Fonte www.superabile.it - Le persone che usufruiscono di pensioni di inabilità dovranno fare riferimento, per capire se hanno o meno diritto all'assegno mensile, al proprio reddito individuale e non a quello familiare, considerando cioè anche quello del coniuge.

La precisazione arriva da palazzo Chigi, dove il Consiglio dei ministri - su proposta del ministero del Welfare - ha deliberato di risolvere l'annosa questione, che si trascina da tempo, sulle differenti interpretazioni relative al cumulo del reddito del coniuge nella considerazione del tetto reddituale massimo per ottenere il beneficio economico.

"Abbiamo reso più coerente - ha affermato il ministro del Lavoro Enrico Giovannini - l'indicazione sul limite di reddito per chi fruisce di pensioni per l'inabilità, in modo che sia calcolato in base al reddito individuale e non sul reddito familiare".
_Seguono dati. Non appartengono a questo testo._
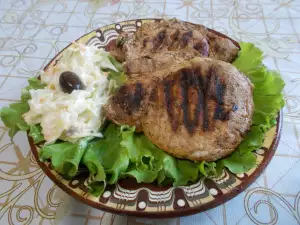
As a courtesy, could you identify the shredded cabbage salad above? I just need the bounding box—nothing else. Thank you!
[0,43,284,196]
[23,43,117,144]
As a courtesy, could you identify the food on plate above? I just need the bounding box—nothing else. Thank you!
[23,44,117,143]
[106,58,254,162]
[108,19,239,74]
[0,20,284,196]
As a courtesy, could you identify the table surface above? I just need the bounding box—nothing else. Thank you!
[0,0,300,225]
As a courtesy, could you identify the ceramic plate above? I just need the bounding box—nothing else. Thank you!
[29,19,282,218]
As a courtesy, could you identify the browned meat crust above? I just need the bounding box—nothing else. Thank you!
[105,57,254,161]
[107,19,239,74]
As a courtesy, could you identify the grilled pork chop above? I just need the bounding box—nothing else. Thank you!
[107,19,239,74]
[105,57,254,161]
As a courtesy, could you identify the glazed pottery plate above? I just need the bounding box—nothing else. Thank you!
[29,19,282,218]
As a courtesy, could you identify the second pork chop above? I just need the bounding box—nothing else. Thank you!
[106,58,254,161]
[107,19,239,74]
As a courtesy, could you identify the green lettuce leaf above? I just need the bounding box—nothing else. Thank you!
[39,137,91,179]
[0,77,44,138]
[121,128,198,186]
[216,43,284,173]
[82,124,129,184]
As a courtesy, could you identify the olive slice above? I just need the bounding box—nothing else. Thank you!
[59,71,85,94]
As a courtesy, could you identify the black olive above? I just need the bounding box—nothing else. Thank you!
[59,71,85,94]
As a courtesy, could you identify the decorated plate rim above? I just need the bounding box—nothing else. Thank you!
[28,18,283,218]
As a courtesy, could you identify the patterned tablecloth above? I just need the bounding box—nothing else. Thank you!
[0,0,300,225]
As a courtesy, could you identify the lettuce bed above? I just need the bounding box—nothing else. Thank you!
[1,43,284,195]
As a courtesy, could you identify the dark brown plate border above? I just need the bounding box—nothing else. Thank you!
[28,18,283,218]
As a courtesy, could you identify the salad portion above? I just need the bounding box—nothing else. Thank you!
[23,43,117,144]
[1,40,284,196]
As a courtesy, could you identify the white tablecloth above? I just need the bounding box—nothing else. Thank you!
[0,0,300,225]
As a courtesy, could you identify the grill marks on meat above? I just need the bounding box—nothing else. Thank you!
[104,57,254,161]
[153,29,167,51]
[162,67,229,135]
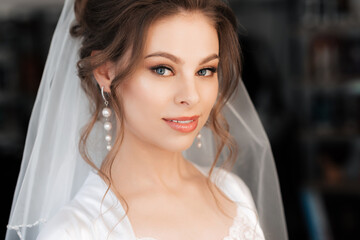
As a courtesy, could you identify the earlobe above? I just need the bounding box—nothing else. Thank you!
[91,51,115,92]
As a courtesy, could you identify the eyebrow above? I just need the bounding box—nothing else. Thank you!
[145,52,219,65]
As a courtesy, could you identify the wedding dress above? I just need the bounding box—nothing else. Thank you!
[37,165,265,240]
[6,0,287,240]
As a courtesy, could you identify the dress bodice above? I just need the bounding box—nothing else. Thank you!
[37,165,265,240]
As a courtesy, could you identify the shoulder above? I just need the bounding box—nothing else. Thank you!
[37,207,91,240]
[205,167,256,210]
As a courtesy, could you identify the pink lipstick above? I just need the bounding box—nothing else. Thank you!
[163,115,199,133]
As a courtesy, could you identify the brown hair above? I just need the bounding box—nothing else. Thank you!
[71,0,241,218]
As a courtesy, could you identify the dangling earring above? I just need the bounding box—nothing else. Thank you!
[196,132,202,148]
[101,86,112,151]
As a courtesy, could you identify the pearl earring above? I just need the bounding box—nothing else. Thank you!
[196,133,202,148]
[101,86,112,151]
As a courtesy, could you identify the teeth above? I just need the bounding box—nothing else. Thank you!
[170,120,194,123]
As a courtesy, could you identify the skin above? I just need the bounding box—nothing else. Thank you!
[94,12,236,240]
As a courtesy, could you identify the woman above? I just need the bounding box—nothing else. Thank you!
[7,0,286,240]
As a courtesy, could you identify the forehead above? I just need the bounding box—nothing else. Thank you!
[144,12,219,58]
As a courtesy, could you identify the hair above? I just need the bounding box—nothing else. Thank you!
[70,0,241,218]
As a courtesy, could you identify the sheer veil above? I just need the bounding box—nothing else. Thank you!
[6,0,287,240]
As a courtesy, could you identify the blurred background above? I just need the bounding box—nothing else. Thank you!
[0,0,360,240]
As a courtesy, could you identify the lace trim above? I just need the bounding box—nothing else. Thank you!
[6,218,46,240]
[223,213,264,240]
[136,205,264,240]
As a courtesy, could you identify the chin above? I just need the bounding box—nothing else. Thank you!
[162,138,194,152]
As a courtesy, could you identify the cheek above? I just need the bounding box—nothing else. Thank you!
[121,77,168,128]
[201,80,219,116]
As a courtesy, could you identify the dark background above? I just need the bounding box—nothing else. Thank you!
[0,0,360,240]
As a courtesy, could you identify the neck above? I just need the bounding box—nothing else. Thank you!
[111,127,194,193]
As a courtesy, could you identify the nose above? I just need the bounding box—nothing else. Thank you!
[175,77,200,106]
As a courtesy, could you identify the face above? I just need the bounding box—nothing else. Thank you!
[120,13,219,152]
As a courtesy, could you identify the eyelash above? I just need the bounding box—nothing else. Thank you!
[150,65,217,77]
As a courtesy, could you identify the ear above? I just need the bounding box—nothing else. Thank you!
[91,51,115,92]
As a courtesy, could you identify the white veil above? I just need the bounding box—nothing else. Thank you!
[6,0,287,240]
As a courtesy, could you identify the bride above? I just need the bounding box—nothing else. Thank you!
[6,0,287,240]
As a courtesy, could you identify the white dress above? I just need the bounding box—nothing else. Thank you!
[37,165,265,240]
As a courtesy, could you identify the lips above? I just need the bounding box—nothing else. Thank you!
[163,115,199,133]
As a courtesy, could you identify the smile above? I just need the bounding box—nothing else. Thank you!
[163,116,199,133]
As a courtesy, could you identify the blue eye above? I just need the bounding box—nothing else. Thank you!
[151,66,172,76]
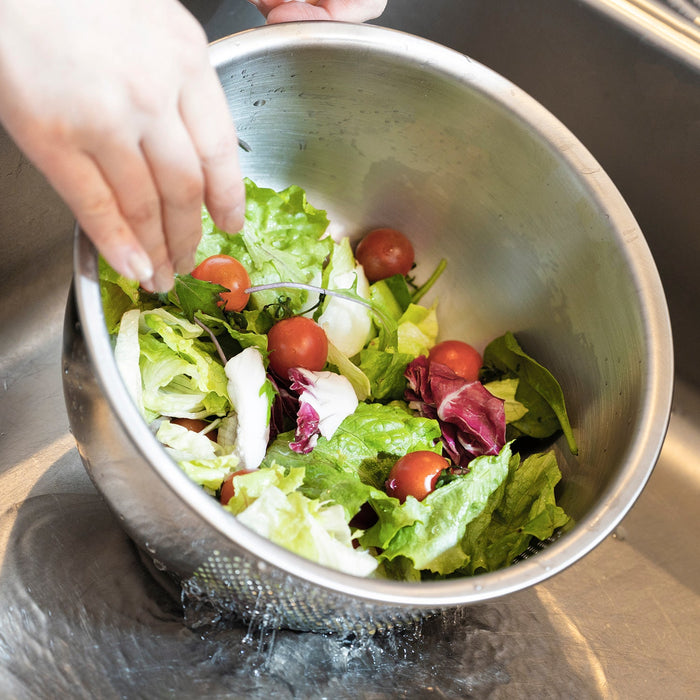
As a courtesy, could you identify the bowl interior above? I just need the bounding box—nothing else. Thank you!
[72,23,673,606]
[213,25,671,532]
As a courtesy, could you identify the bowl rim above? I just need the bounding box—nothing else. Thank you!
[69,22,673,608]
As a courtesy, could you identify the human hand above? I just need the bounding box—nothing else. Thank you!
[0,0,245,291]
[248,0,387,24]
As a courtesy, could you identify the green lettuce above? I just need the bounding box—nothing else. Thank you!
[225,465,377,576]
[115,308,230,423]
[196,180,333,312]
[263,402,441,521]
[481,332,578,454]
[360,445,511,575]
[459,452,570,575]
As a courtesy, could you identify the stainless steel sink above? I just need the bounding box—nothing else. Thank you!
[0,0,700,698]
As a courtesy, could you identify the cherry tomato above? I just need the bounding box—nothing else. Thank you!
[170,418,217,442]
[192,254,250,311]
[355,228,415,282]
[219,469,255,506]
[384,450,450,503]
[428,340,482,382]
[267,316,328,379]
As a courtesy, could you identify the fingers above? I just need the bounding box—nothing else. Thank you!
[140,112,204,278]
[250,0,386,24]
[36,146,154,285]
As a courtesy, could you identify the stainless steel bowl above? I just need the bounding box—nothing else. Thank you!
[64,23,673,632]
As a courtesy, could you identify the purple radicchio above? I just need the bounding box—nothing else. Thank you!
[289,367,357,454]
[405,355,506,467]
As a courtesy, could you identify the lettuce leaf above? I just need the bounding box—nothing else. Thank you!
[459,452,570,575]
[225,465,377,576]
[482,332,578,454]
[360,445,511,576]
[115,308,229,423]
[196,180,333,312]
[263,402,441,521]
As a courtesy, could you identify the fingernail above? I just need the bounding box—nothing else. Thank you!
[226,204,245,233]
[151,268,175,292]
[126,250,153,282]
[175,252,194,275]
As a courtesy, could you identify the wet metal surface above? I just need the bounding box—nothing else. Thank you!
[0,0,700,698]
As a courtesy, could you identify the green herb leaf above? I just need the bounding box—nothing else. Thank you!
[482,331,578,454]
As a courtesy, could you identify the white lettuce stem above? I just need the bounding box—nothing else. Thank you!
[194,317,228,365]
[245,282,375,311]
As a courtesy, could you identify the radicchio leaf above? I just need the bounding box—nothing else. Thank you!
[405,355,506,467]
[289,367,358,454]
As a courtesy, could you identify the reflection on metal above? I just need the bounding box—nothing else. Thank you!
[584,0,700,69]
[535,586,617,700]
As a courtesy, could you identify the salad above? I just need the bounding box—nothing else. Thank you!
[100,181,577,581]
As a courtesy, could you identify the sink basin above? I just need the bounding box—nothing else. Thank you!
[0,0,700,698]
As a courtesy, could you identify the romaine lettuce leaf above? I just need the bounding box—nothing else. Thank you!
[263,402,440,521]
[460,452,569,575]
[196,180,333,312]
[225,465,377,576]
[482,332,578,454]
[360,444,511,576]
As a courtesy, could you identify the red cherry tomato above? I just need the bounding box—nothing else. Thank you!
[170,418,217,442]
[355,228,415,282]
[385,450,450,503]
[219,469,255,506]
[267,316,328,379]
[428,340,482,382]
[192,255,250,311]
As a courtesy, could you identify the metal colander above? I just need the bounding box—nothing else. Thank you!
[64,22,673,633]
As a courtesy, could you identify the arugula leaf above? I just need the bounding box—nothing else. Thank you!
[482,331,578,454]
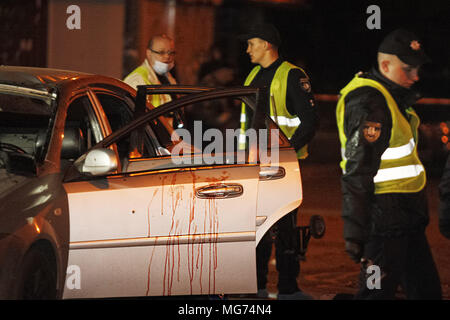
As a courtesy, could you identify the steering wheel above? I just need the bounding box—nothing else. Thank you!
[0,142,26,153]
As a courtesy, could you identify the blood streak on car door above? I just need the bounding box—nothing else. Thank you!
[65,165,259,297]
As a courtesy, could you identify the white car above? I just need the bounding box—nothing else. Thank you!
[0,67,324,299]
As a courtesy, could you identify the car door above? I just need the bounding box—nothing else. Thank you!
[64,87,260,298]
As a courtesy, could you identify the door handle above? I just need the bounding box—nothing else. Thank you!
[195,183,244,199]
[259,167,286,181]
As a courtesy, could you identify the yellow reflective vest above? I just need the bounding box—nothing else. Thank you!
[239,61,308,159]
[336,75,426,194]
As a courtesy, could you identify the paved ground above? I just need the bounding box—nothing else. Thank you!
[268,159,450,300]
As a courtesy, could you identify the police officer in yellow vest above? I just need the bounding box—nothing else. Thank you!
[123,34,176,107]
[336,29,441,299]
[240,24,318,299]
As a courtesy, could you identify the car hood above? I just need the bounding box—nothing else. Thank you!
[0,168,30,199]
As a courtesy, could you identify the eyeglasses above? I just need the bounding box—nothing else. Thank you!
[150,49,176,57]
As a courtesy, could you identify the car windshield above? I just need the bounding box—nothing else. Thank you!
[0,92,52,166]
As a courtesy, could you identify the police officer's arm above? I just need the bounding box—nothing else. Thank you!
[286,69,319,151]
[341,87,391,245]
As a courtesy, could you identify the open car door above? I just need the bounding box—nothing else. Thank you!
[64,88,268,298]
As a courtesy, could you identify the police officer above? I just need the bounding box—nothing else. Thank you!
[123,34,176,107]
[240,24,318,299]
[336,29,441,299]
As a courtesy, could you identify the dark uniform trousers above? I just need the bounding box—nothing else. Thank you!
[256,209,300,294]
[355,189,442,300]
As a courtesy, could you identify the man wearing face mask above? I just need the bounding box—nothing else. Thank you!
[123,34,177,107]
[336,29,442,299]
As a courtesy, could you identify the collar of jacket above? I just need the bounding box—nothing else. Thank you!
[261,58,283,72]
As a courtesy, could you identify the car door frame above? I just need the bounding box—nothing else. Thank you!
[62,88,268,297]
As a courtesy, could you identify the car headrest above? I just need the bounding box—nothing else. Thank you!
[61,126,86,159]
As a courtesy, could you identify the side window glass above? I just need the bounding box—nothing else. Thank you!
[151,98,248,161]
[96,93,133,132]
[96,93,155,162]
[61,96,101,169]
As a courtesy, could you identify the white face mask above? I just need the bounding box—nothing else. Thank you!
[153,60,175,76]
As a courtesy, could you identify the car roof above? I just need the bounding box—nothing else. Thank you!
[0,66,91,89]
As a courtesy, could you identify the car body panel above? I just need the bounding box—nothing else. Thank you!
[64,166,259,298]
[0,67,302,298]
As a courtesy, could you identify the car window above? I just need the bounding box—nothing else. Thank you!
[96,93,133,132]
[114,98,256,172]
[151,98,241,158]
[96,92,157,162]
[61,96,103,167]
[0,93,52,161]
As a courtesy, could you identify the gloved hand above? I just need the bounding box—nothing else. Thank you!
[439,218,450,239]
[345,240,363,263]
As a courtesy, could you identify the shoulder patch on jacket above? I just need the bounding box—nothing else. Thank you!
[300,78,311,93]
[363,121,381,143]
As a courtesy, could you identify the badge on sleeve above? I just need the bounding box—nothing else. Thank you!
[363,121,381,143]
[300,78,311,93]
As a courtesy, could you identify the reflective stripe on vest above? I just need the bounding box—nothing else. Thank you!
[239,61,308,159]
[336,75,426,194]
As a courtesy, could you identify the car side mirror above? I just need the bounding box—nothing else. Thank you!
[75,149,118,176]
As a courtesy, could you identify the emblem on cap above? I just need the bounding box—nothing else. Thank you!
[409,40,420,51]
[300,78,311,93]
[363,121,381,143]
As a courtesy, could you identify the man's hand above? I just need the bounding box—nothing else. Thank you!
[345,241,363,263]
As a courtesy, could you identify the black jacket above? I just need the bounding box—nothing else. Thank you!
[341,69,428,244]
[250,59,319,151]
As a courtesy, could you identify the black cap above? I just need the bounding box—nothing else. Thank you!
[378,29,431,66]
[239,23,281,47]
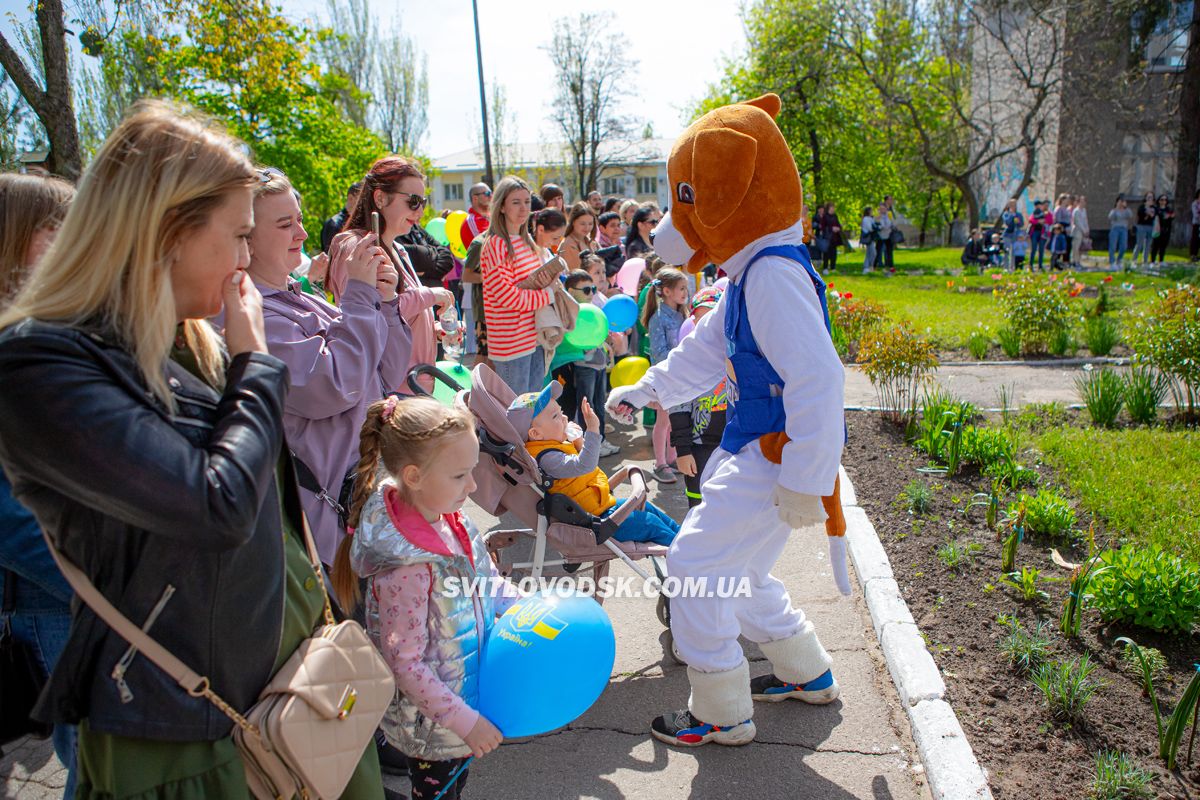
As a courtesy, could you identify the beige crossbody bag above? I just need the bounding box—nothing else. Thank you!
[43,523,396,800]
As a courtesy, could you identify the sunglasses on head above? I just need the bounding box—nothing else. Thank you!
[391,192,430,211]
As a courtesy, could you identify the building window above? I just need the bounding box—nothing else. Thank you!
[1121,133,1175,199]
[1133,0,1200,72]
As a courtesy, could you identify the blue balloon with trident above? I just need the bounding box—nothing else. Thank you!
[479,590,617,738]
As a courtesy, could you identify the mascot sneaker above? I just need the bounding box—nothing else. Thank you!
[750,669,841,705]
[650,710,756,747]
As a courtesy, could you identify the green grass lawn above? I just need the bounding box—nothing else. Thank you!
[826,247,1175,349]
[1034,426,1200,563]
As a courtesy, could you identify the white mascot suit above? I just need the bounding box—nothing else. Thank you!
[607,95,850,746]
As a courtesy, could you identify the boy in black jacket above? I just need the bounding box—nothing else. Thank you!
[671,287,727,509]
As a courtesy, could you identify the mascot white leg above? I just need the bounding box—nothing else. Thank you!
[650,445,838,746]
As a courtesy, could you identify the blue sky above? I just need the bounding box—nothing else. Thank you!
[0,0,745,157]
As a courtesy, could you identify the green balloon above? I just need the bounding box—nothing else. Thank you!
[563,302,608,350]
[433,361,473,405]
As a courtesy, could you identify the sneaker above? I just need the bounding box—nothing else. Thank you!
[750,669,841,705]
[650,710,756,747]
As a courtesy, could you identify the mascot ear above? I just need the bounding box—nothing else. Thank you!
[691,128,758,228]
[745,95,784,119]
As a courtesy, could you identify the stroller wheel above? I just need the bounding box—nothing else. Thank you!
[666,631,688,667]
[654,595,671,627]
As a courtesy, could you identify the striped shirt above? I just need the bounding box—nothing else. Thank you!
[479,236,550,361]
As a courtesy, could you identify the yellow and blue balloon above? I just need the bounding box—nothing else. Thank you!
[479,591,617,739]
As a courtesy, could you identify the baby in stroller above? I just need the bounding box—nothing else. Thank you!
[506,381,679,547]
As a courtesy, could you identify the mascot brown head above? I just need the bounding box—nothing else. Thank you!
[654,95,803,272]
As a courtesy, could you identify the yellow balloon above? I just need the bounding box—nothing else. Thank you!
[446,211,467,251]
[612,355,650,387]
[446,211,467,259]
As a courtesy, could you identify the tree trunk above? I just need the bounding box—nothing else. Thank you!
[0,0,83,181]
[809,128,824,207]
[954,178,979,231]
[1171,0,1200,247]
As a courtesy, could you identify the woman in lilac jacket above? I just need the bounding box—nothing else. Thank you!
[246,169,412,564]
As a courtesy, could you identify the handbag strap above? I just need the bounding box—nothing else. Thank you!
[37,517,336,736]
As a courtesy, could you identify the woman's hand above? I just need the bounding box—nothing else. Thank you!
[463,714,504,758]
[330,234,400,300]
[376,258,400,302]
[307,253,329,283]
[222,270,268,356]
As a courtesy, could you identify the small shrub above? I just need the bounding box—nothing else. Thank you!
[1009,488,1075,539]
[1116,636,1200,770]
[1000,618,1050,675]
[937,539,983,572]
[1084,317,1121,356]
[1000,566,1057,603]
[1049,327,1076,357]
[967,327,991,361]
[997,275,1073,354]
[829,295,888,361]
[858,323,937,423]
[1124,365,1171,425]
[1092,545,1200,633]
[1075,369,1124,428]
[1126,284,1200,415]
[962,426,1016,471]
[1032,654,1100,723]
[996,327,1021,359]
[1087,750,1154,800]
[1121,639,1166,696]
[900,481,934,516]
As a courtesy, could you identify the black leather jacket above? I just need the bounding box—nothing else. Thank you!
[0,320,290,741]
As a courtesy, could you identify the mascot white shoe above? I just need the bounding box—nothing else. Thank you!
[607,95,850,747]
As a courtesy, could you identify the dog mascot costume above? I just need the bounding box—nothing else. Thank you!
[607,95,850,746]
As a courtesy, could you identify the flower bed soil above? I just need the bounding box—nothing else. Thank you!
[844,413,1200,800]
L'intervento del governo chiude un caos interpretativo che aveva causato non pochi malumori nei mesi scorsi, in particolare a partire dal dicembre 2012 quando una circolare dell'Inps (n. 149/2012) annunciava che dal primo gennaio 2013 sarebbe stata assegnata la pensione agli invalidi con un reddito familiare, e non più personale, non superiore ai limiti di legge (quest'anno pari a euro 16.127,30). La decisione era poi stata messa sospesa (messaggio Inps n. 717/2013) su indicazione del ministero del Lavoro, che aveva aperto un'istruttoria sul tema.

La revisione dei criteri da parte dell'Inps era nata in adeguamento alle diverse sentenze della Corte di Cassazione che avevano visto l'ente di previdenza prevalere in giudizio su questioni attinenti proprio alle condizioni economiche per il riconoscimento della pensione d'inabilità. Una decisione, che aveva visto scendere sul piede di guerra diverse associazioni, che denunciavano come considerare anche il reddito del coniuge volesse dire togliere l'invalidità a migliaia di aventi diritto.

Nel marzo scorso la questione era arrivata in Parlamento, con la proposta di legge 538 (prima firmataria Margherita Miotto, Pd) che puntava a risolvere la vicenda. Contestualmente però al dicastero del Welfare il lavoro era andato avanti, fino ad approdare nel provvedimento chiarificatore assunto oggi dal Consiglio dei Ministri. Partita chiusa. Almeno si spera.